Lorsque les conditions de mise en œuvre de la procédure d’audition sont réunies, elle permet aux agents des finances publiques d’auditionner un tiers afin d’obtenir des renseignements sur un contribuable.
L’administration fiscale vient de commenter cette nouvelle procédure dans sa base BOFIP, toutefois certains points nécessitent encore des précisions.
Des manquements strictement définis :
La procédure d’audition ne peut être mise en œuvre que pour rechercher des manquements aux règles fixées aux principaux articles se rapportant à la fiscalité internationale des particuliers et des entreprises, c’est-à-dire notamment :
Les transferts de bénéfices à l’étranger ;
L’imposition en France des sommes payées à l’étranger pour des prestations réalisées en France ;
Les règles de territorialité de l’impôt sur les sociétés ;
L’imposition de sommes versées à des sociétés étrangères établies dans des Etats à fiscalité privilégiée …

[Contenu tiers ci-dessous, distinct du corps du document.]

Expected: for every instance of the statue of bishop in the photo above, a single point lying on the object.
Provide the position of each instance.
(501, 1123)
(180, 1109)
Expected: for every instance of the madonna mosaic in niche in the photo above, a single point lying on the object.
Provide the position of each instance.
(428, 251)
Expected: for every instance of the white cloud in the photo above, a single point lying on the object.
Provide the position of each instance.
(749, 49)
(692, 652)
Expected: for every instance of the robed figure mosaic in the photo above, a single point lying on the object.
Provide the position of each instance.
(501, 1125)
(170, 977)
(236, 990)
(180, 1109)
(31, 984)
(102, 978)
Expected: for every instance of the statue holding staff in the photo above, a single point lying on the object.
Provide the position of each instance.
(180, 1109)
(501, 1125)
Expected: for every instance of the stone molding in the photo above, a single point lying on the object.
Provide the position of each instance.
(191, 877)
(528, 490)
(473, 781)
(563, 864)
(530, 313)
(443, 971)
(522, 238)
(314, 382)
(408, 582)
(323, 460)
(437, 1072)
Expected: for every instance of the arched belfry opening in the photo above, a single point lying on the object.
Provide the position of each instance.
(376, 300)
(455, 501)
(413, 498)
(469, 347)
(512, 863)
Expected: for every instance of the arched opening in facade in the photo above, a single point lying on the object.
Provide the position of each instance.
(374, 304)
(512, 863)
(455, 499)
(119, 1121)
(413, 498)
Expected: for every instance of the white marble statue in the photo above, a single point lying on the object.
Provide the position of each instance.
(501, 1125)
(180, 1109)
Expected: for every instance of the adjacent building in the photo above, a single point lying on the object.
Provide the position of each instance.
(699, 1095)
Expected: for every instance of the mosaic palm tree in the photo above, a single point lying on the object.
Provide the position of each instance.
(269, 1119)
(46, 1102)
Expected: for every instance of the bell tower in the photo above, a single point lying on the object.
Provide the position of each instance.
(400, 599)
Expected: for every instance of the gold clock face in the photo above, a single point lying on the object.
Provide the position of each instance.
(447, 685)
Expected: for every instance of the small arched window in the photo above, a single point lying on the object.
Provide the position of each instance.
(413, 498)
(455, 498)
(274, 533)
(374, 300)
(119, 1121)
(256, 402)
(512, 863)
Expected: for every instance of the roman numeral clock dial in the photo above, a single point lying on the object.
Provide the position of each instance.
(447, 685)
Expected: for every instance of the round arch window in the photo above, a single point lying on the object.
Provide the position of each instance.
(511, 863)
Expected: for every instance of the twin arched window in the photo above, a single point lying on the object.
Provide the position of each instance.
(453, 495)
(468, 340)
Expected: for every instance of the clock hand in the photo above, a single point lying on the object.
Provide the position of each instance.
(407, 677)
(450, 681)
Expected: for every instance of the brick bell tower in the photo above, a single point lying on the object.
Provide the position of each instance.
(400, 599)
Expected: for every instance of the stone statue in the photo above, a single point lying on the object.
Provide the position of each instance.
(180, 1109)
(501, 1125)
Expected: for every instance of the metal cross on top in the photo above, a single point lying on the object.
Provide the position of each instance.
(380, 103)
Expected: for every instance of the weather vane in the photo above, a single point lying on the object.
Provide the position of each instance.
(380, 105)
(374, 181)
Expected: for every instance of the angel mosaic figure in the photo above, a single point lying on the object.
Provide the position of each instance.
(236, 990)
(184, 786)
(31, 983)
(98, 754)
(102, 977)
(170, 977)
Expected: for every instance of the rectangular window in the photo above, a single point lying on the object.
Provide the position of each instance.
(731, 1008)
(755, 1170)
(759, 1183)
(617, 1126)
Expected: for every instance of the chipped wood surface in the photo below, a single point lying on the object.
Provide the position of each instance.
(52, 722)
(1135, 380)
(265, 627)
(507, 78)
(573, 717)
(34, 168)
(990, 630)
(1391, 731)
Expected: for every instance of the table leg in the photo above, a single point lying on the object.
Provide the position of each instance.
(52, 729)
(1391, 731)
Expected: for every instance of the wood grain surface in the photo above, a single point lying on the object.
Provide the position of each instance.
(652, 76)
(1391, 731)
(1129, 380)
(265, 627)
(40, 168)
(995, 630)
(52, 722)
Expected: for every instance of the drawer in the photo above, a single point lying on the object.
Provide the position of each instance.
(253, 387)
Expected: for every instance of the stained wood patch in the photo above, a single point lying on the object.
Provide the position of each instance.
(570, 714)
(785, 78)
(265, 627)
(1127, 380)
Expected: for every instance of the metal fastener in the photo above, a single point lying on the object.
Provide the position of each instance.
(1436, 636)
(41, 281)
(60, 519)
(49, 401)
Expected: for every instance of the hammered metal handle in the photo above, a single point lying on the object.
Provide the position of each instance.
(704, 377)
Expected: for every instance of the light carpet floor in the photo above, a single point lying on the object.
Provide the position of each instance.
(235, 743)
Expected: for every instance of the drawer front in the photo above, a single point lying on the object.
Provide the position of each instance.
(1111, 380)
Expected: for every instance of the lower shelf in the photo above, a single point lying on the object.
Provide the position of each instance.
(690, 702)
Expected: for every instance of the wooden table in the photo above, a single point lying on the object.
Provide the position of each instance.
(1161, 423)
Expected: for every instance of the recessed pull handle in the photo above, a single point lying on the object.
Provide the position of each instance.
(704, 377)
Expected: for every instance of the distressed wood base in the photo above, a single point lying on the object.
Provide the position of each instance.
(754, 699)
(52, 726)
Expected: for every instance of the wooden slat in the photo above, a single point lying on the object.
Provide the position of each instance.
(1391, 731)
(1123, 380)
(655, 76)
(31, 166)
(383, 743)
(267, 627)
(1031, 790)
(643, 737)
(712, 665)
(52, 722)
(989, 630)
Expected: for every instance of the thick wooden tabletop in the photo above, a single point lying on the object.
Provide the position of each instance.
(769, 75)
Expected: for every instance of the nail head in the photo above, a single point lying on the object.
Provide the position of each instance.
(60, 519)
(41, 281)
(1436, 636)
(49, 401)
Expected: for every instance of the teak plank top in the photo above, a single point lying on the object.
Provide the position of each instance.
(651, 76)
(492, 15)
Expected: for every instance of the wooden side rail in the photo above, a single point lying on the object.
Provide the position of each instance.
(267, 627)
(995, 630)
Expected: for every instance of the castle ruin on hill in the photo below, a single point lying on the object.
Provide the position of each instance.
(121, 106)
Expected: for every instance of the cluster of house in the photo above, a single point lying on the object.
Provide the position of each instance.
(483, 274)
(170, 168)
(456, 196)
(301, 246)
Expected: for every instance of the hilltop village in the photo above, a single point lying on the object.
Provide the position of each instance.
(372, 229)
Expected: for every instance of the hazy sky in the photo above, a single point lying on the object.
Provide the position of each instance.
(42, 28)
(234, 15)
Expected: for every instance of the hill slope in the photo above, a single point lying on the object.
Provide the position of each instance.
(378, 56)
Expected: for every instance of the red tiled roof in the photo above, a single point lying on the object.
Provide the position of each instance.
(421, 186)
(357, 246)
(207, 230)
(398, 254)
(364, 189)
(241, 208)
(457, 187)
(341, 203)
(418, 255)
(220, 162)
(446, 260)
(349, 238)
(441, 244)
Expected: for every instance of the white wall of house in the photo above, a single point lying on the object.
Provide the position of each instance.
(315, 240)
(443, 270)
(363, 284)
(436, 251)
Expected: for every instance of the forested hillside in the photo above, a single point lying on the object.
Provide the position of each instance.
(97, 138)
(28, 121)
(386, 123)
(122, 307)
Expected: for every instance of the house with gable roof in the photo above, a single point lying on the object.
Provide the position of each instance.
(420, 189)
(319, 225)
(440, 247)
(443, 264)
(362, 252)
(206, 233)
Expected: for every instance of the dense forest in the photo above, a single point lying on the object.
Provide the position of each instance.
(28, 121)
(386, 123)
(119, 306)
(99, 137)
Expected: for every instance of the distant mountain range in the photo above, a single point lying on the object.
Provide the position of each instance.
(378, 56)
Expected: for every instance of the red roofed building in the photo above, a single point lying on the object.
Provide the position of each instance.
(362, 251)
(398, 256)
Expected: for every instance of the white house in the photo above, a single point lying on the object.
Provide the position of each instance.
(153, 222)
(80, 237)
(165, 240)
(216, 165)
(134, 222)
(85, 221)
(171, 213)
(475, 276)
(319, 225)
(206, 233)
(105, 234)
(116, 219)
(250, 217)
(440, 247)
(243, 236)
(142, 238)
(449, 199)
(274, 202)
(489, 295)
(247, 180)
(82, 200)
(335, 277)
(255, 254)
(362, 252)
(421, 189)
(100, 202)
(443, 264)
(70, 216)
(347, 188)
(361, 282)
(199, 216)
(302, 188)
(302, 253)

L’audition ne pourra donc être utilisée que pour obtenir des éléments permettant de mettre au jour des manquements aux dispositions des articles visés par l’article L.10-0AB du LPF.
Un champ d’application très large :
Le droit d’audition peut être exercé auprès de toute personne susceptible de détenir des éléments sur l’existence d’un dispositif frauduleux.
L’administration précise que ces personnes peuvent être des clients du contribuable, ses fournisseurs, son comptable (s’il n’est pas mandaté), ses actuels ou anciens salariés…
Les termes employés par l’article L.10-0 AB du LPF sont très généraux : « toute personne susceptible de fournir des informations utiles ».
Le champ d’application de l’article est donc laissé à la seule appréciation de l’administration et les termes généraux employés laissent penser qu’il n’est limité que par le secret professionnel que pourront opposer certaines personnes susceptibles d’être auditionnées.
En revanche, le contribuable concerné par les investigations ne peut pas faire l’objet d’une audition. L’argument avancé par l’administration est ne pas perturber le débat oral et contradictoire dans l’hypothèse où le contribuable, ou la société dont il est le représentant légal, fait l’objet d’un contrôle fiscal.
L’administration étend cette exclusion au dirigeant de la personne morale soupçonnée de fraude ainsi qu’au conjoint de l’exploitant d’une entreprise individuelle visée par une enquête ou un contrôle.
Pour exclure du champ d’application le conjoint de l’exploitant d’une entreprise individuelle, l’administration fiscale énonce que des rectifications en matière de revenus professionnels (BNC ou BIC) peuvent avoir des répercussions sur l’impôt dû par leur foyer fiscal.
Cette justification s’applique tout autant au conjoint de n’importe quel contribuable soupçonné de fraude internationale pour autant aucune exclusion du champ d’application n’est prévue pour les conjoints en général.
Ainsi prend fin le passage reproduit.